In this article we present a fully decentralized approach for contact tracing that gets ride of a central back-end/server and eliminates all the risks associated to it. This solution allows:
- Alice to notify Bob that she has been tested positive directly (in a peer-to-peer way), without no intermediary central back-end/server
- Alice to prove Bob that she has been tested positive by a trusted health institution without revealing ANY information about it (the institution, the place, the timestamp, …)

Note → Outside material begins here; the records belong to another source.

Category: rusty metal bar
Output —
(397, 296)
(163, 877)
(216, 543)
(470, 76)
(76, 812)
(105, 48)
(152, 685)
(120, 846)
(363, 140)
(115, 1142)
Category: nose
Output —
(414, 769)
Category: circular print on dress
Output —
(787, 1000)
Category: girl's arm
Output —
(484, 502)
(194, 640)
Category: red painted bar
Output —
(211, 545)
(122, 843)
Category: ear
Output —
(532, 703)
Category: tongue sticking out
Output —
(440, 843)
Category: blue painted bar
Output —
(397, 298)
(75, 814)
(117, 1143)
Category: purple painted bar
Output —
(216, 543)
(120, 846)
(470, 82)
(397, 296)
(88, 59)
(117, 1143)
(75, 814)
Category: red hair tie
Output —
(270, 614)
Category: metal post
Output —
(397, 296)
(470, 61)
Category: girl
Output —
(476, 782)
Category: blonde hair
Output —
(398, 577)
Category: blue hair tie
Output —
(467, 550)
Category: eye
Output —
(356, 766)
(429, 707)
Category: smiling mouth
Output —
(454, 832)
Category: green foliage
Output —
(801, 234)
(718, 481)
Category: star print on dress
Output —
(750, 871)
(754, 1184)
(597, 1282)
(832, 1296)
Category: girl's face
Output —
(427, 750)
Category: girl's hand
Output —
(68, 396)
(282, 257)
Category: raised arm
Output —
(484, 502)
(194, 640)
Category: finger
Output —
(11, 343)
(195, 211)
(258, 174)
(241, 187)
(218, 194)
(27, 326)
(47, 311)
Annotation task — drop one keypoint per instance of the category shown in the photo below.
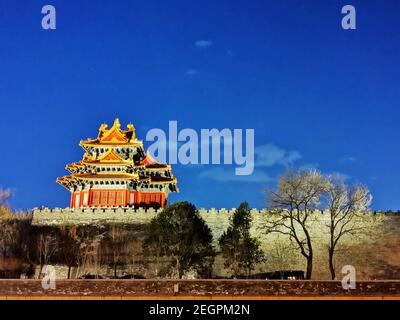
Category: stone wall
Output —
(195, 289)
(374, 252)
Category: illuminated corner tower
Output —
(116, 172)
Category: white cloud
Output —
(269, 155)
(339, 175)
(348, 159)
(228, 174)
(203, 43)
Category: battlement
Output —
(86, 216)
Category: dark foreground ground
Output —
(197, 289)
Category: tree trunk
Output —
(69, 272)
(309, 267)
(331, 264)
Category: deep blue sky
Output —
(316, 95)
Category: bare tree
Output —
(344, 205)
(295, 199)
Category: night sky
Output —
(317, 96)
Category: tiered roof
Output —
(102, 161)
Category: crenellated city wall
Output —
(374, 252)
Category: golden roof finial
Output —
(117, 124)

- Alice to prove Bob that she has been in contact with him in the past 14 days without revealing the specific information about that contact. These includes not even disclosing her pseudonymous identifier or the specific timestamp of the contact. This prevents Bob to know Bob to know who she really is even if he was able to discover who the person behind an identifier he was in contact with is
In the past months we have seen different solutions to fight the spread of the COVID-19 in the form of tracing apps that use the Bluetooth of personal mobile phones. Two of these have already been acknowledged as very effective in Singapur and South Korea. However, these apps have also raised some concerns around data privacy. Apple and Google are working together to release a privacy preserving contact tracing solution. In parallel, a joint effort of several doctors and professors from several European universities released and have been updating a proposal called Decentralized Privacy-Preserving Proximity Tracing (DP-3T). This is one of the projects under the umbrella of the Pan-European Privacy-Preserving Proximity Tracing (PEPP-PT) collaboration.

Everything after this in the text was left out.